Step 3: Run your DAG

  1. Run astro dev start in your Astro project to start Airflow and open the Airflow UI at localhost:8080.

  2. In the Airflow UI, run the recipe_suggestions DAG by clicking the play button. Then, provide Airflow params for:

    • Countries of recipe origin: A list of the countries you want to get recipe suggestions from. Make sure to create one line per country and to provide at least two countries.
    • pantry_ingredients: A list of the ingredients you have in your pantry and want to use in the recipe. Make sure to create one line per ingredient.
    • type: Select your preferred recipe type.
    • max_tokens_recipe: The maximum number of tokens available for the recipe.
    • randomness_of_recipe: The randomness of the recipe. The value provided is divided by 10 and given to the temperature parameter of the of the Cohere API. The scale for the param ranges from 0 to 50, with 0 being the most deterministic and 50 being the most random.

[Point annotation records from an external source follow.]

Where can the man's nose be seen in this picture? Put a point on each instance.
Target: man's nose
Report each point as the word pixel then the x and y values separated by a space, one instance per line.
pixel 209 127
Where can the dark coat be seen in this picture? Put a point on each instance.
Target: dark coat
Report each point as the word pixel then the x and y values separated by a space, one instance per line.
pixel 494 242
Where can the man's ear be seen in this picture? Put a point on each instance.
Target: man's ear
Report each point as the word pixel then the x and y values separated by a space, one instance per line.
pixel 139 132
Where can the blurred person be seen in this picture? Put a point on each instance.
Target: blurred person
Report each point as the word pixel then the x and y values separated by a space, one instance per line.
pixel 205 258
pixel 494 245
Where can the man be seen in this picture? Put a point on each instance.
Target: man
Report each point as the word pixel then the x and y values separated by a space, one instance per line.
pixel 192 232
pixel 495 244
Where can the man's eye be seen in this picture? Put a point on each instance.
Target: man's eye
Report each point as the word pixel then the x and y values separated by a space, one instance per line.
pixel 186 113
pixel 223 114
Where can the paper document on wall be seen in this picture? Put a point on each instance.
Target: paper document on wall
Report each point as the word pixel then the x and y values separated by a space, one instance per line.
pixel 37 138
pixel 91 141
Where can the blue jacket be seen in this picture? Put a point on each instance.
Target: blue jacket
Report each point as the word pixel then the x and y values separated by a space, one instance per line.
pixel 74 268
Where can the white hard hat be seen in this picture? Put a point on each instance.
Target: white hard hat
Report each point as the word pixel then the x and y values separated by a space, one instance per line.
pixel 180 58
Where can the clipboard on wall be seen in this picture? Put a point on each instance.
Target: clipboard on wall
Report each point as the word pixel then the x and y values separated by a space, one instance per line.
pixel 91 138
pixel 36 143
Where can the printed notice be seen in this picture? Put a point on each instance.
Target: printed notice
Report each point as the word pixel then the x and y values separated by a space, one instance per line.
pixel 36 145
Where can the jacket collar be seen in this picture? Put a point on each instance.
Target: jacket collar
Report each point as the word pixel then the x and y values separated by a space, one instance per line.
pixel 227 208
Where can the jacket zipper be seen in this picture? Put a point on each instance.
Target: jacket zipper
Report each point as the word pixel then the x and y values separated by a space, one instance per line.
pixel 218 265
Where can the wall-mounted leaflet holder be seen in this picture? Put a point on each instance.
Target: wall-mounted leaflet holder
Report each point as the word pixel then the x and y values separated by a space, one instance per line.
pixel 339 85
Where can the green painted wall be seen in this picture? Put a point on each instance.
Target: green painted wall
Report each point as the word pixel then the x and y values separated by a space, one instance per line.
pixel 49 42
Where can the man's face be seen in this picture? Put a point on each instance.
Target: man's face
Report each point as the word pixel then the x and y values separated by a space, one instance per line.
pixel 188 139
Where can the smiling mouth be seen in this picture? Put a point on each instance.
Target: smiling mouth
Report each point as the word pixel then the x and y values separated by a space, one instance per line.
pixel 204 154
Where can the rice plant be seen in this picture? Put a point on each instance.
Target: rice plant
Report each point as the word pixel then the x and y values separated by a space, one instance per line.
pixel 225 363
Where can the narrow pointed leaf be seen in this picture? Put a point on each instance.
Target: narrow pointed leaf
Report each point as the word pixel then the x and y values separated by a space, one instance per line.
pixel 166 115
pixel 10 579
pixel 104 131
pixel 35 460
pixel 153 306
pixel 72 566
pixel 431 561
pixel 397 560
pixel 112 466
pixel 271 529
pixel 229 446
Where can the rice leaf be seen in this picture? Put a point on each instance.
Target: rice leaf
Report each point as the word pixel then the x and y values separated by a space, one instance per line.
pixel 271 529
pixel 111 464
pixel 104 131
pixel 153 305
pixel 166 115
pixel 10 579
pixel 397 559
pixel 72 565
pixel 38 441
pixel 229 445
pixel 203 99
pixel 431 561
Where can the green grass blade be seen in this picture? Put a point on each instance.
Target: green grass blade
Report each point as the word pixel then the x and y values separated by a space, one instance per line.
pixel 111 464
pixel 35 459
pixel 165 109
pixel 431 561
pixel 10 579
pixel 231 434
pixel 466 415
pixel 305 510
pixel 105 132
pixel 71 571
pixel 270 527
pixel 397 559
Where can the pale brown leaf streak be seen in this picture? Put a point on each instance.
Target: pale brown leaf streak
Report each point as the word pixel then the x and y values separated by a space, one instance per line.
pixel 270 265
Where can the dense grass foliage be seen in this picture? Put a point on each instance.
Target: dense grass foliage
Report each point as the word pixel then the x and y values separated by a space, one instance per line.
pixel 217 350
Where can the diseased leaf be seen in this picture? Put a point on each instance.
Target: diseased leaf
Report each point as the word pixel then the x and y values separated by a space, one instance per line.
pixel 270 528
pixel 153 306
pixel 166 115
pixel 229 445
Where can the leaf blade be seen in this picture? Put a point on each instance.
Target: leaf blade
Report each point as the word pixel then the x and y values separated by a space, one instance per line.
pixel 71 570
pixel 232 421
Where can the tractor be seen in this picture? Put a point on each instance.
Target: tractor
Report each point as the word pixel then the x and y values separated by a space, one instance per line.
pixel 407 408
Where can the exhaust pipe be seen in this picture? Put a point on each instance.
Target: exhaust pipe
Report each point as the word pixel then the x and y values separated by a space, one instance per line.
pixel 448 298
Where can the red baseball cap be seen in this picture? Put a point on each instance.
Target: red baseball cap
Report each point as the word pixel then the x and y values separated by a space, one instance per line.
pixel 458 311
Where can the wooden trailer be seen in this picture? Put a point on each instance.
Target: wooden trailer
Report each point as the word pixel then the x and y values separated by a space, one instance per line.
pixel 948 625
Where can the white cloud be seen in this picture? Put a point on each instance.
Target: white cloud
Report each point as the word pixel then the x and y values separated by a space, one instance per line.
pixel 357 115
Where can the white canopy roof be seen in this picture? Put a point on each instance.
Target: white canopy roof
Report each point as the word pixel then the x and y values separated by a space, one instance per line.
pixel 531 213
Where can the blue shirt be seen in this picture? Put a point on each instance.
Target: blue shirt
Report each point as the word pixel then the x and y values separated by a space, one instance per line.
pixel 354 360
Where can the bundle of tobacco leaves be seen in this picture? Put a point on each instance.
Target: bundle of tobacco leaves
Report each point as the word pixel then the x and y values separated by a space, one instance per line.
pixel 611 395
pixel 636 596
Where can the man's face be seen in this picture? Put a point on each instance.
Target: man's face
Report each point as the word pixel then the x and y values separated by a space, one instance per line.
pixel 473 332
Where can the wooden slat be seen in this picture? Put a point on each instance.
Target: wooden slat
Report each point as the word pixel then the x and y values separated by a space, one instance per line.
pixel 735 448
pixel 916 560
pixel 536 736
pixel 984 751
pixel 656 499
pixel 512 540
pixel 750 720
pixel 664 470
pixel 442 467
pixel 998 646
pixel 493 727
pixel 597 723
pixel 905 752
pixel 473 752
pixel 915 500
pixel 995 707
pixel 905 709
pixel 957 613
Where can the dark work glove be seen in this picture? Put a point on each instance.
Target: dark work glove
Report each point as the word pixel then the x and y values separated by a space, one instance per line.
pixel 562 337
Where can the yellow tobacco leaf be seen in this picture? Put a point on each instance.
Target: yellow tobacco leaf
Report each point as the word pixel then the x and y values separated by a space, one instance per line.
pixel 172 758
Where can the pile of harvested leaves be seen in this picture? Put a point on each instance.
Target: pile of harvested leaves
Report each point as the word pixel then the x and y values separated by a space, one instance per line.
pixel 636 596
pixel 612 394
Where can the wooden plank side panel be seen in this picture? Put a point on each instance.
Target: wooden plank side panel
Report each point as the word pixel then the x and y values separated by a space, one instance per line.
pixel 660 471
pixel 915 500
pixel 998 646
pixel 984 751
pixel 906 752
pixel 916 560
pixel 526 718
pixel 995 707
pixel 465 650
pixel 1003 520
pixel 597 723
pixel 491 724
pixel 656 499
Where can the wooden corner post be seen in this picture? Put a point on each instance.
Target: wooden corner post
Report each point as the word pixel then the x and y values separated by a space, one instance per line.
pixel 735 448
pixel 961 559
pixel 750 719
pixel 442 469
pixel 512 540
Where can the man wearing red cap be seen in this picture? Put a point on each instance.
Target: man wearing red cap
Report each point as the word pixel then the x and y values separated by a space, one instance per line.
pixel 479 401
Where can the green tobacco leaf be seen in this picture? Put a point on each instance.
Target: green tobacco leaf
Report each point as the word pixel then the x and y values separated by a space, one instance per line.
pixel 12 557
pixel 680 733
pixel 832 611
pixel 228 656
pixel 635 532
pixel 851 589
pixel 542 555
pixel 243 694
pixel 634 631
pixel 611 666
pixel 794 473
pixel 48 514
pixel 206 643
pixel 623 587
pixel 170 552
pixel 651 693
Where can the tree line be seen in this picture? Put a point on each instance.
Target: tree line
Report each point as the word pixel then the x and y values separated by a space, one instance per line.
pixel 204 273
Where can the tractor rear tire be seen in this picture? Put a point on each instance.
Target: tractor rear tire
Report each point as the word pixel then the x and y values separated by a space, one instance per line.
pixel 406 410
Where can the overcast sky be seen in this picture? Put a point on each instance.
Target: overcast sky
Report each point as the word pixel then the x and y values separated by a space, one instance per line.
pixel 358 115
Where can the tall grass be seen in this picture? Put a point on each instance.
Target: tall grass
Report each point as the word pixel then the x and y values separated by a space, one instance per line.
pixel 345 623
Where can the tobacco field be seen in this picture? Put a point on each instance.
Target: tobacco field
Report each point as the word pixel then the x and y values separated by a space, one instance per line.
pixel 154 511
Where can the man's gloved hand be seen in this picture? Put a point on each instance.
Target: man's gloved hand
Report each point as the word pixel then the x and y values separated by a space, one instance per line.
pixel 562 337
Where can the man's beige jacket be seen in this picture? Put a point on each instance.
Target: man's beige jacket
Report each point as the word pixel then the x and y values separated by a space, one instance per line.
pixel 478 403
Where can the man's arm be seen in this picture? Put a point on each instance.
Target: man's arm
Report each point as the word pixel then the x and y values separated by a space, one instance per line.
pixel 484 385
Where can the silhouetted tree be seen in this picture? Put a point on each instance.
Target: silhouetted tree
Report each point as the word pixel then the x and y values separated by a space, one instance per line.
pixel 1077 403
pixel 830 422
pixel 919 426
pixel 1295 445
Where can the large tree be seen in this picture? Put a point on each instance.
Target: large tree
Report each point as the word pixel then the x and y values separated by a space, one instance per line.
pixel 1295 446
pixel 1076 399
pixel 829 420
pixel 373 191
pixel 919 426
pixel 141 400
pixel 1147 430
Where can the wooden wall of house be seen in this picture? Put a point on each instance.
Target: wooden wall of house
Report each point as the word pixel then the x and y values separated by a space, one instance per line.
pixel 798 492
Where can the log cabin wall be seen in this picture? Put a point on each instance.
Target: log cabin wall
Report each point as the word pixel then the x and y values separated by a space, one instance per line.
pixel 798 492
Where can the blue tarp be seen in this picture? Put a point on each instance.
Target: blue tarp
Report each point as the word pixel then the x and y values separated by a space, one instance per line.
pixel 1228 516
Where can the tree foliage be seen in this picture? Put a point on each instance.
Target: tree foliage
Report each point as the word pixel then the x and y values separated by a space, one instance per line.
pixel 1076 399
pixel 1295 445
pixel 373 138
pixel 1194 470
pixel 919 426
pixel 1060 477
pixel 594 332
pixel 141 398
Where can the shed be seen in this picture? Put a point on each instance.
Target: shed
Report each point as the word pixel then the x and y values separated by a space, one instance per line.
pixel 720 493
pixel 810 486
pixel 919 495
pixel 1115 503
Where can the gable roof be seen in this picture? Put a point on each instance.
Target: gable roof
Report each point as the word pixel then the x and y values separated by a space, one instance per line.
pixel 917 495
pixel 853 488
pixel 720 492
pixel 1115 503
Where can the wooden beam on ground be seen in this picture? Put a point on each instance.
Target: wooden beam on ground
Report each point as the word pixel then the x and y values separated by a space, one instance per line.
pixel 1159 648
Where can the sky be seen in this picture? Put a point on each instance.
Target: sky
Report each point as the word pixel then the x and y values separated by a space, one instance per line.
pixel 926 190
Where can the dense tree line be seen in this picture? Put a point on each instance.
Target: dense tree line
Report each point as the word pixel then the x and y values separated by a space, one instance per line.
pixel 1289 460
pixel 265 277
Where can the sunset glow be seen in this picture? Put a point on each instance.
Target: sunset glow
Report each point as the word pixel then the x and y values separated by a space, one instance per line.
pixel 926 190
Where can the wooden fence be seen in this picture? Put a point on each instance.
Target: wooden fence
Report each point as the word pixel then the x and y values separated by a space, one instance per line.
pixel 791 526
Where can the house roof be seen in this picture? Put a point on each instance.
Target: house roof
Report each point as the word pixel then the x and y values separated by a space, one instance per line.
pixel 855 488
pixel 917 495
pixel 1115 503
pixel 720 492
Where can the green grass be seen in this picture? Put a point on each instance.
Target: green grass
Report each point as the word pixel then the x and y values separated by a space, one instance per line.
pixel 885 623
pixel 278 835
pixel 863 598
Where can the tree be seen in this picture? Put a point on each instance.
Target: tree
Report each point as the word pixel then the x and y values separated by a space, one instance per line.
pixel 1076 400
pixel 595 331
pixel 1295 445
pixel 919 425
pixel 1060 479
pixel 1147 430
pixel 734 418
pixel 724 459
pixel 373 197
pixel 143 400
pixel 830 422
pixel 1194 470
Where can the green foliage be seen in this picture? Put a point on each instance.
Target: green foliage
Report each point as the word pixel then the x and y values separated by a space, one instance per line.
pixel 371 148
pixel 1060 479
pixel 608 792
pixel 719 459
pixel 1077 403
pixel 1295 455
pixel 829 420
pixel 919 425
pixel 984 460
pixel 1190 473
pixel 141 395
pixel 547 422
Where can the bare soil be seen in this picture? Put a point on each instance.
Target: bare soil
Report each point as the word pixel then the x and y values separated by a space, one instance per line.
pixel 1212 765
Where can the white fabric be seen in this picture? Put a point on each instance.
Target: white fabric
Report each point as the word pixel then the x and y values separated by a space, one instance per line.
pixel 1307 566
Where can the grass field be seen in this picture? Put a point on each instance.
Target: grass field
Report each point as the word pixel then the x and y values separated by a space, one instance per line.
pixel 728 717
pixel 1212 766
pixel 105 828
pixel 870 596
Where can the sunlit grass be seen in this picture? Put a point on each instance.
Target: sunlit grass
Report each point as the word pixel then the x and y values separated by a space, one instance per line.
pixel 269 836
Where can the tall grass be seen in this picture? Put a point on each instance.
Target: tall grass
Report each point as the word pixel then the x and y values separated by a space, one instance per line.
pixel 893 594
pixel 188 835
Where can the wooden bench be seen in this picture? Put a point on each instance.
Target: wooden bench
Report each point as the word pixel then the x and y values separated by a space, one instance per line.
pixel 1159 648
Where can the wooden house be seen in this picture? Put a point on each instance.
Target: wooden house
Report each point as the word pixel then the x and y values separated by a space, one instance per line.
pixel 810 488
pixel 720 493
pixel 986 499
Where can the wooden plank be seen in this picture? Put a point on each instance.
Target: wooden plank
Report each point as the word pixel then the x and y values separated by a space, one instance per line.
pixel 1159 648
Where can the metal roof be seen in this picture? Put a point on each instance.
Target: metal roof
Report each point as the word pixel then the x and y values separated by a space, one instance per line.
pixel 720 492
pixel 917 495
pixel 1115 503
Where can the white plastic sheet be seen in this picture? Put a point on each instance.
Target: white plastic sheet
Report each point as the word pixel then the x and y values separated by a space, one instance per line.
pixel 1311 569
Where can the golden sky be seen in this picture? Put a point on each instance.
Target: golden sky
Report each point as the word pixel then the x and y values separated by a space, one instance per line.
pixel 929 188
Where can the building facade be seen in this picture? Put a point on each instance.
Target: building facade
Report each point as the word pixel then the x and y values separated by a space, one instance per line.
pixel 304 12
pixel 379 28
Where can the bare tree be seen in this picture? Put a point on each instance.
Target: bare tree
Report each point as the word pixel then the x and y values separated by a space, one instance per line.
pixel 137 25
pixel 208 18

    Screenshot of the Airflow UI showing the params available for the recipe_suggestions DAG with the default choices.

  3. Go to the include folder to view the image file created by the plot_embeddings task. The image should look similar to the one below.

    Screenshot of the image created by the plot_embeddings task showing the two dimensional representation of the closeness of recipes associated with different countries.

Step 4: (Optional) Cook your recipe

  1. Choose one of the recipes in the include folder.
  2. Navigate to your kitchen and cook the recipe you generated using Cohere with Airflow.
  3. Enjoy!

Conclusion

Congratulations! You used Airflow and Cohere to get recipe suggestions based on your pantry items. You can now use Airflow to orchestrate Cohere operations in your own machine learning pipelines.